Aromatically the wine is similar to past years, but if anything, there is a bit more jamminess to the fruit. Along with its signature Highway 246 garrigue, there is also a beautiful toastiness which is again related to some of the finest French oak barrels that money can buy. The wine is actually delicious now. Unlike Déjà Vu, which is a spectacle that is still trying to sort itself out, Ocean’s Ghost this year is a big, structured Pinot that is very pure and integrated right out of the gates
15 months in 50% articulately selected new French oak
The Ghost’s fruit comes from the winery’s best single vineyard blocks, 14 and 15. These spectacular, contiguous sections lie out on what the maker refers to as their West Mesa. It is a relatively exposed section of the ranch, and as such the vines are bathed by a daily cool breeze.
Ocean’s Ghost is a name that describes two magical blocks of Pinot Noir that are influenced by the Ocean, both currently and historically. Currently, the influence is from the climate, its cool breezes and various translations of the marine layer that is offered up daily as if it were a gift from the ocean. Humans are not the only creatures that love a cool breeze. Pinot Noir has a strong affection for them as well. Historically, the influence comes from the soil on the West Mesa, which is light, grayish, diatom infused sandy loam that was at one point believed to be an ancient sea bed eons ago.

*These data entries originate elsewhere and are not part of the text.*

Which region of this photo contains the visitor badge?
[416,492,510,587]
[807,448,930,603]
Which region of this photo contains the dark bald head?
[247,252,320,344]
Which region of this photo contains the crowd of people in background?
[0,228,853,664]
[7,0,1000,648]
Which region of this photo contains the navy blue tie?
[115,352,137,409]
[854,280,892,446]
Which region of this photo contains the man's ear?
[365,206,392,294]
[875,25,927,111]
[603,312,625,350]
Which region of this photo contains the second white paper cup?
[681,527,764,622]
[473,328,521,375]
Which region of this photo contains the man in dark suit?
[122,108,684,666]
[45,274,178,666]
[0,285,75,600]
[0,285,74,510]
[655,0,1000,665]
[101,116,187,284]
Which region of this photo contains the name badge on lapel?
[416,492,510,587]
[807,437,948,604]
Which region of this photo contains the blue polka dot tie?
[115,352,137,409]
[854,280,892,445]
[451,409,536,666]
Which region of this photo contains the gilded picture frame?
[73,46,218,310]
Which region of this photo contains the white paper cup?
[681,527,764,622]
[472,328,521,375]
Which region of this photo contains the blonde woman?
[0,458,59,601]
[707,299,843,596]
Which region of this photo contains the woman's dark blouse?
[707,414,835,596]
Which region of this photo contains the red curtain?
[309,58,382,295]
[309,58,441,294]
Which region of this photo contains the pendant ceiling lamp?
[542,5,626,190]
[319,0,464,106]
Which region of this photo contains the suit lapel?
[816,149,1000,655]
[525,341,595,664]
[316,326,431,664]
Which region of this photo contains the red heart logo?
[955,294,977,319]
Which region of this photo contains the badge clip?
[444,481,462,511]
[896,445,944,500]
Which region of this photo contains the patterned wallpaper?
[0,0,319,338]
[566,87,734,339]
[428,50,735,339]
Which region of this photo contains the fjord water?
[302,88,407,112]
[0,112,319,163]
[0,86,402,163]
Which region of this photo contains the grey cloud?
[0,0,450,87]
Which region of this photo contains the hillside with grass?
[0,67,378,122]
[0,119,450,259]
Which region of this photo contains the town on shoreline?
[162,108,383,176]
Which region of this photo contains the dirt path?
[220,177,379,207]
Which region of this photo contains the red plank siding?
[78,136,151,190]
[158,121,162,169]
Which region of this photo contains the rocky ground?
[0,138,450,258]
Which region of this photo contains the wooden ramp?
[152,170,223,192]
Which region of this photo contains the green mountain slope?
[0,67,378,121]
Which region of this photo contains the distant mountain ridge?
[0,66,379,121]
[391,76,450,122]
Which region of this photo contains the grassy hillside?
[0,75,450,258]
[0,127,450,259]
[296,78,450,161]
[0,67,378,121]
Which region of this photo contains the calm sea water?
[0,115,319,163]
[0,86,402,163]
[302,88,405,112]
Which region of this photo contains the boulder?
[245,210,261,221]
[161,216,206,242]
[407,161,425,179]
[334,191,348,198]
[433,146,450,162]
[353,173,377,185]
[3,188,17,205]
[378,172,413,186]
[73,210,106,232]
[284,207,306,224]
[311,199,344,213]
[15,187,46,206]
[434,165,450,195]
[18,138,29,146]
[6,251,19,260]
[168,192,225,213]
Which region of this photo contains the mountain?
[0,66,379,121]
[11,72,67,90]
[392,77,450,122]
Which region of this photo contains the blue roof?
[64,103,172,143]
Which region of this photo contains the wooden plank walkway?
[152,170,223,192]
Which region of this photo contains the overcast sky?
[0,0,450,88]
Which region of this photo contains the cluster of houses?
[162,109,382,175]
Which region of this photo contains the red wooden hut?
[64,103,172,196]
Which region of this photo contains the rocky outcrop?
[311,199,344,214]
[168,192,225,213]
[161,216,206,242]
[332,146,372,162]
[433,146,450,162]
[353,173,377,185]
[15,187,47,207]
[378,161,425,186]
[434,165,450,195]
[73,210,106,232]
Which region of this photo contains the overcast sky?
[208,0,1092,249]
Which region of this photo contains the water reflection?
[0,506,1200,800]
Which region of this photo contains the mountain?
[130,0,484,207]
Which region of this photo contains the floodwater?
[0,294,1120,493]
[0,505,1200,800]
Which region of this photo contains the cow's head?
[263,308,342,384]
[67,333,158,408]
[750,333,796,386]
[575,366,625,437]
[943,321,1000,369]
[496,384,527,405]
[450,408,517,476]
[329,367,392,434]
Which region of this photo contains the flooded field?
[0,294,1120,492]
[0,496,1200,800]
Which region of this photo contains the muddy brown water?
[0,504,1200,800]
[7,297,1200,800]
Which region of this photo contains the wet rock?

Small batch fermentations punched down (Pigeage) periodically over a 12 to 14-day period. 15 months in 50% articulately selected new French oak. Delicate toast.
About The Winery:
Babcock Winery & Vineyards was established in 1978 when Mona & Walter purchased a 110 acre property with lima beans & fallow land in the countryside in the western end of the Santa Ynez Valley.
At the time, they were in the restaurant business, the proprietors of the legendary Walt’s Wharf in Seal Beach. Over the years, Walter practiced a number of crafts, making him a full-fledged Renaissance guy. At the time of establishing the vineyard, he was also a dentist & a commercial fisherman.
Shortly after the purchase of the property, they planted a modest 20 acres to Gewurtraminer, Sauvignon Blanc & Chardonnay. No reds.
In 1983, after building a small garage & purchasing a few wine barrels, they took a whack at their first experimental, non-commercial vintage.
In 1984, prompted by promising results, they decided it was time to seize the opportunity to start producing wines commercially.
While they were setting the stage for a small fledgling winery, their son, Bryan, decided to cut short his graduate studies in enology & join them. After spending two years of graduate studies at UC Davis studying viticulture & enology, he was to return to complete a thesis for the degree. Instead, he started crushing Gewürztraminer in late August & forgot about school altogether.
Fortunately for him, there was a tight little group of already established winemakers, pioneers really, who were generously answering his questions & encouraging him to push forward. It was like having a synergy of mentors, making his first few years a great time to be alive & be making wine in Santa Barbara County.